Kepadamu pemilik hati ini, aku mengatakan sesungguhnya rindu yang tak hingga ini masih tertuju kepadamu. Tempatku masih disini, sama seperti beberapa bulan lalu atau jika aku ingin muluk maka tempatku masih sama dengan setahun lalu, mencintaimu dengan kejujuran dan menantimu dengan penuh harapan.
Kita pernah melewati masa-masa indah, terindah mungkin untuk dijadikan catatan sejarah umat manusia. Menghabiskan waktu bersama, melewati detik demi detik dengan berbagi nafas bahagia. Menanti setiap senja dihadapan hingga sedimennya terlukis diangkasa. Oranye. Momen surgawi yang meski tidak ada alat untuk mengabadikan namun aku rasa mata kita adalah lensa terbaik yang mampu merekam dan menyimpannya dalam memori. Kenangan.
Hingga saat ini aku hanya bisa mengingat-ingat kenangan yang pernah kita kecap, kita bagi dalam setiap hembusan nafas kita. Perpisahan. Seketika kata-kata itu menjadi tanda tanya agung bagiku, menimbulkan begitu banyak anak tanya tanpa aku harus tahu apa jawabnya. Yang aku tahu saat ini aku harus menjalani hidupku sendiri, benar-benar sendiri tanpa kehadiranmu lewat pesan atau suaramu di telepon saat membangunkan tidurku.
Anggap saja ini buah dari kelalaianku, aku begitu mudahnya melepasmu dan sekarang aku menyadari bahwa aku telah melepaskan diriku. Iya, bagiku kamu adalah pancaran diriku. Pada tatapan lembutmu aku menemukan jati diriku. Sulit memang berpisah dengan diri sendiri, hati ini tidak lagi menemukan refleksinya. Hanya gelap, kehilangan arah, tak tahu kemana harus melangkah.

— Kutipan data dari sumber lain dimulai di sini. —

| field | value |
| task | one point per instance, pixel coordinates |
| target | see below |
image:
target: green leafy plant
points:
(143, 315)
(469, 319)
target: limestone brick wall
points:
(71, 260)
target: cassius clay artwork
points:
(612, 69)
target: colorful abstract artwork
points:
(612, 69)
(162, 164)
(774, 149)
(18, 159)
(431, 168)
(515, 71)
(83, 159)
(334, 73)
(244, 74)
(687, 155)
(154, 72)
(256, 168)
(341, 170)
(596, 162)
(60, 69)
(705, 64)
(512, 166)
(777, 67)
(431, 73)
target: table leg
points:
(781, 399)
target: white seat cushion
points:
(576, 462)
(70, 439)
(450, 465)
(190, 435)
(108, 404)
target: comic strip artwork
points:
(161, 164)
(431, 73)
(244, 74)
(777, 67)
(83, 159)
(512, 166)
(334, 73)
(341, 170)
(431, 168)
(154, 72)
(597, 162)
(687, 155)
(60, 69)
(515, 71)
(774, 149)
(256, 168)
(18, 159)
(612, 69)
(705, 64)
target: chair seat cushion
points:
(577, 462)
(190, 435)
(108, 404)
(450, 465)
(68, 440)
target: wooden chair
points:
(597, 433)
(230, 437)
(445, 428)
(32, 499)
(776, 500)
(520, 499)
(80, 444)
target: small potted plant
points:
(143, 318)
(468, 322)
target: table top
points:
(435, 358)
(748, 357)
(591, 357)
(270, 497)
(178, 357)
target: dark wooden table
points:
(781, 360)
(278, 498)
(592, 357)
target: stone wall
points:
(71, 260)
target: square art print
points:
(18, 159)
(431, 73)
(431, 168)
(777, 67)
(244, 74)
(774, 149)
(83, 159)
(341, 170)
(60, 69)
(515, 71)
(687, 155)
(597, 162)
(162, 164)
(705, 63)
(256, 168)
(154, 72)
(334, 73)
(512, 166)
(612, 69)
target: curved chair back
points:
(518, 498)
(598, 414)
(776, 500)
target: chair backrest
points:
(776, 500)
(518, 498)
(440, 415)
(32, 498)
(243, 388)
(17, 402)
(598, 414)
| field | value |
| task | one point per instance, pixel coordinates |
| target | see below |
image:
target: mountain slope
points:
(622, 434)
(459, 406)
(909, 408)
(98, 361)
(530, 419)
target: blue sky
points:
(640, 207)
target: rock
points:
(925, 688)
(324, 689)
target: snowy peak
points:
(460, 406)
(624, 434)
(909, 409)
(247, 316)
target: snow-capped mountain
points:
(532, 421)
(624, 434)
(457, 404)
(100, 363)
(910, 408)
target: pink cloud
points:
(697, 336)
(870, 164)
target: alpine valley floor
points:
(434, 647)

Aku hanya berharap segera menemukan jalan pulang. Entahlah, mungkin saat ini kita berdua sedang sama-sama tersesat, atau kamu sudah kembali pulang ke tujuanmu? Tidak ada yang tahu dimanakah tujuan itu, baik kamu ataupun aku. Yang aku tahu bersamamu aku tidak pernah takut untuk meraih masa depan.
Mungkin perasaanmu telah berganti, memang cinta selalu menemukan rumahnya sendiri tanpa perlu kita pandu. Jika memang begitu, ijinkan aku melepasmu dalam haru. Ijinkan aku untuk selalu mengingatmu saat senja, meski bibir ini terhujani air mata. Jika memang itu yang aku bisa, ijinkan aku mengeja namamu dalam batas senja.
Karena bagian tersulit dari melupakan adalah tentang janji yang pernah diucapkan.